Il presidente Macron ha appena bandito, al rientro dalle vacanze natalizie, i telefonini dalle scuole francesi. Noi li sdoganiamo per fare lezione, dopo che una circolare a firma del ministro Fioroni nel 2007 li aveva vietati sull' onda dei primi casi di cyberbullismo. «Il primo segnale che la scuola italiana è al centro del futuro», dichiara la ministra che oggi a Bologna, alla tre giorni dedicata alla scuola digitale, annuncerà le linee guida che si tradurranno («spero prima del nuovo governo») in una nuova circolare.
Fuor di retorica, Valeria Fedeli precisa: «La proibizione all' uso personale dei cellulari a scuola rimane, stiamo regolando il loro uso didattico, sotto il controllo del docente».

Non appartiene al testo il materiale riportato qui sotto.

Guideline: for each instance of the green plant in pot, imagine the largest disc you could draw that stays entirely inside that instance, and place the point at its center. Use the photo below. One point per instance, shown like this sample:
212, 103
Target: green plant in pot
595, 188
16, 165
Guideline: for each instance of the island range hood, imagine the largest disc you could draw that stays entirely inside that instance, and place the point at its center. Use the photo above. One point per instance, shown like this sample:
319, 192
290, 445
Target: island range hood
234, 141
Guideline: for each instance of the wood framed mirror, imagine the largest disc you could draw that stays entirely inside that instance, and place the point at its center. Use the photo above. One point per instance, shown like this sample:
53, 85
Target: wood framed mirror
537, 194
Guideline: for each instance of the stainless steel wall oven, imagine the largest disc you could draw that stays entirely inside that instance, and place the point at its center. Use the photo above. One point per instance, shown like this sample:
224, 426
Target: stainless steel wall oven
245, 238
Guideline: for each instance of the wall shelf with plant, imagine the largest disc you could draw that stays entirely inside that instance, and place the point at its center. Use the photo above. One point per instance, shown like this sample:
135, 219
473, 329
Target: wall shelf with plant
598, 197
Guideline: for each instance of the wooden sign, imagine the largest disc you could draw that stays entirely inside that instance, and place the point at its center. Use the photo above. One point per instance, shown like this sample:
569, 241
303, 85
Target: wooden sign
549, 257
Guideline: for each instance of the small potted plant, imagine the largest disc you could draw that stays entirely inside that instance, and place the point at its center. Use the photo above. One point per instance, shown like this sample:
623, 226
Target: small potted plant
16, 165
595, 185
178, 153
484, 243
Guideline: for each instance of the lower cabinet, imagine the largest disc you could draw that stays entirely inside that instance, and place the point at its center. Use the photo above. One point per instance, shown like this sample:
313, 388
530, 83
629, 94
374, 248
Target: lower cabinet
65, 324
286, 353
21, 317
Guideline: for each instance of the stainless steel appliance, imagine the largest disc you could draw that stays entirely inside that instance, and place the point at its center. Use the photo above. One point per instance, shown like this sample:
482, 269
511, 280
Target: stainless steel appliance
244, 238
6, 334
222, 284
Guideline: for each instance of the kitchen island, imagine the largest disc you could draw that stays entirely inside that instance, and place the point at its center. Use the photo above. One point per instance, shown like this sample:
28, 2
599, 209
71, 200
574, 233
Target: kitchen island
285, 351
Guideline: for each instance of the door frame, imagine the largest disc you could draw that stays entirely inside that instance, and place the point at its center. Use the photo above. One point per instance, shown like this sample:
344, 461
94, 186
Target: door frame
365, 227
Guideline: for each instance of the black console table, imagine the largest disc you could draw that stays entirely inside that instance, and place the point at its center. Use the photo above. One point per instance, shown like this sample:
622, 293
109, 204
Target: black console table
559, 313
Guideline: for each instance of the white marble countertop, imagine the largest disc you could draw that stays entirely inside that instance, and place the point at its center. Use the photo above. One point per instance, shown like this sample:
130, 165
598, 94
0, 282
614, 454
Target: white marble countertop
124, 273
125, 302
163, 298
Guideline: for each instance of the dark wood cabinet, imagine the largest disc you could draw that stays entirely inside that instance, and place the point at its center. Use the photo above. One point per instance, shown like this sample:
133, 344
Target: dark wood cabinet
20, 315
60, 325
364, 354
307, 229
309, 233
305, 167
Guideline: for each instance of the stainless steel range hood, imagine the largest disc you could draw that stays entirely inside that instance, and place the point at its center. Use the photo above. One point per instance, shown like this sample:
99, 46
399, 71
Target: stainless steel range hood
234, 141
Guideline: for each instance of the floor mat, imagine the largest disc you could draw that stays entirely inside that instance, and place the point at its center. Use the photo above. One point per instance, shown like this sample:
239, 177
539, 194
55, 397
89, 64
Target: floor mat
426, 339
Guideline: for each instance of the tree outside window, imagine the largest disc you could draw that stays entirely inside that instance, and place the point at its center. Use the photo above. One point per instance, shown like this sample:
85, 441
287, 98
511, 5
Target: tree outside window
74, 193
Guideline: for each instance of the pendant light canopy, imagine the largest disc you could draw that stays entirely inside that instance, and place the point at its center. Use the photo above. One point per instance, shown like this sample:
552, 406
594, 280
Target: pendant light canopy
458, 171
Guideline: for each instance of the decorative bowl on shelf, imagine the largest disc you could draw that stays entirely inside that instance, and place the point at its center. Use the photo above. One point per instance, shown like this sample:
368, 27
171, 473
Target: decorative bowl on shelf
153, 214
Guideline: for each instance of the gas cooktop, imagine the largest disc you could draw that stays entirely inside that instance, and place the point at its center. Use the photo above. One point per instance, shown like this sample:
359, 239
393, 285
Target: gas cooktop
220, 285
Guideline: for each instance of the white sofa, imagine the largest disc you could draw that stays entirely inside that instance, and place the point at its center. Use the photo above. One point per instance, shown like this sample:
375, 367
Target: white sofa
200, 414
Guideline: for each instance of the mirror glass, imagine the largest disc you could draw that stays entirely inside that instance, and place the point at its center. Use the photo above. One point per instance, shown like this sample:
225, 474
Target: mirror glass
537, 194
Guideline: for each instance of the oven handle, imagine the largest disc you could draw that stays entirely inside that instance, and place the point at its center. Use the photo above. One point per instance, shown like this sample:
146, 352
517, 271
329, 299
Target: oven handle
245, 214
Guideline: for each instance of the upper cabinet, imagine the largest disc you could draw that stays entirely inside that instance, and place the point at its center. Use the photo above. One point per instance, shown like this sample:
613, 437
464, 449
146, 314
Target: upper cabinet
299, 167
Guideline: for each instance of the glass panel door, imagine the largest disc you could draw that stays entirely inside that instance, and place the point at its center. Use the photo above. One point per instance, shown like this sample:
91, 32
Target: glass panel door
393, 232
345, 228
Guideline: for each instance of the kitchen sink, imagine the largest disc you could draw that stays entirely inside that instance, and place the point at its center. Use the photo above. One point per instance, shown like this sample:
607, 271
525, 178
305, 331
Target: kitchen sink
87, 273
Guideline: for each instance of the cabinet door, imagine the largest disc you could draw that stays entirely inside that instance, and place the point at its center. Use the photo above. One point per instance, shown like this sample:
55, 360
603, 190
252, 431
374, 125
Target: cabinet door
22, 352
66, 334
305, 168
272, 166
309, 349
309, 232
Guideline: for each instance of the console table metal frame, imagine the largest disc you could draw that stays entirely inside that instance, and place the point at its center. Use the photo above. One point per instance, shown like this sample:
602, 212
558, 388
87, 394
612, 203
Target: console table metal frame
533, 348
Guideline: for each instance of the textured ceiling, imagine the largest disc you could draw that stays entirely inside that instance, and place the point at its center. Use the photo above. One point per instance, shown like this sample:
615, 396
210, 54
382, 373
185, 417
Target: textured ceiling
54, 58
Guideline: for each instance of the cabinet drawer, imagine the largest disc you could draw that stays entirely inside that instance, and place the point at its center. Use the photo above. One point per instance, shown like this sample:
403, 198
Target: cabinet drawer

La ministra parte da un presupposto: «La natura del digitale cambia i comportamenti di una società e i modelli educativi. Di qui la necessità di assumerci questa responsabilità: dare contenuti certificati alla didattica digitale e governare fenomeni che comunque coinvolgono i nostri ragazzi fuori dalla scuola.
Per fare questo sarà importante dare ai docenti una formazione adeguata, chiamare in causa anche università e case editrici. La scuola deve diventare anticorpo della società nei confronti di verità confuse, dibattiti superficiali, fake news, informazioni prive di fondamento scientifico». È l' assunto degli esperti: «Il telefonino è nelle mani di tutti, rifiutare che entri a scuola non è la soluzione. Meglio negoziare un uso responsabile».
Per questo l' indicazione agli istituti è di adottare una "politica di uso accettabile": un regolamento condiviso, e non calato dall' alto, che dica chiaramente cosa si può fare e cosa rimane proibito, quando accenderli, come evitare i furti, come non discriminare chi non ce l' ha o non scatenare la corsa all' ultimo modello. Il tutto coinvolgendo i consigli di classe e, soprattutto, spiegando bene agli studenti e alle famiglie regole e motivazioni.
Vale per tutti gli ordini di scuola, in particolare per le medie e superiori. Ma anche alla primaria si potrà chiedere di portare un tablet da casa - spiegano gli autori del documento - e di condividerlo coi compagni per imparare grazie a piattaforme digitali dedicate.
Anche i videogiochi, quelli educativi, sono ammessi. Aule che così si trasformano all' istante in laboratori informatici. Purché s' insegni, insistono le linee guida, a usare questi strumenti in modo critico.
E se arrivano messaggi e i ragazzi si distraggono? «Insegnate loro a disattivare le notifiche, a non rispondere perché non è il momento: sono loro i padroni del mezzo.
Dobbiamo regolamentare ed educare all' uso: vale anche per i docenti nel rapporto con le studentesse », avverte la ministra riferendosi al caso degli abusi sessuali al liceo Massimo di Roma.
Per fare tutto questo, viene detto agli istituti di dotarsi di connessioni in grado di reggere. Il piano nazionale per la scuola digitale ha messo sul piatto un miliardo e 200mila euro, ne sono stati spesi la metà.
«Avrei voluto fare più in fretta - ammette Fedeli - ma è un investimento che deve andare avanti». Per arrivare a una vera e propria educazione civica digitale. Anche su questo gli esperti hanno già scritto un sillabo per le scuole.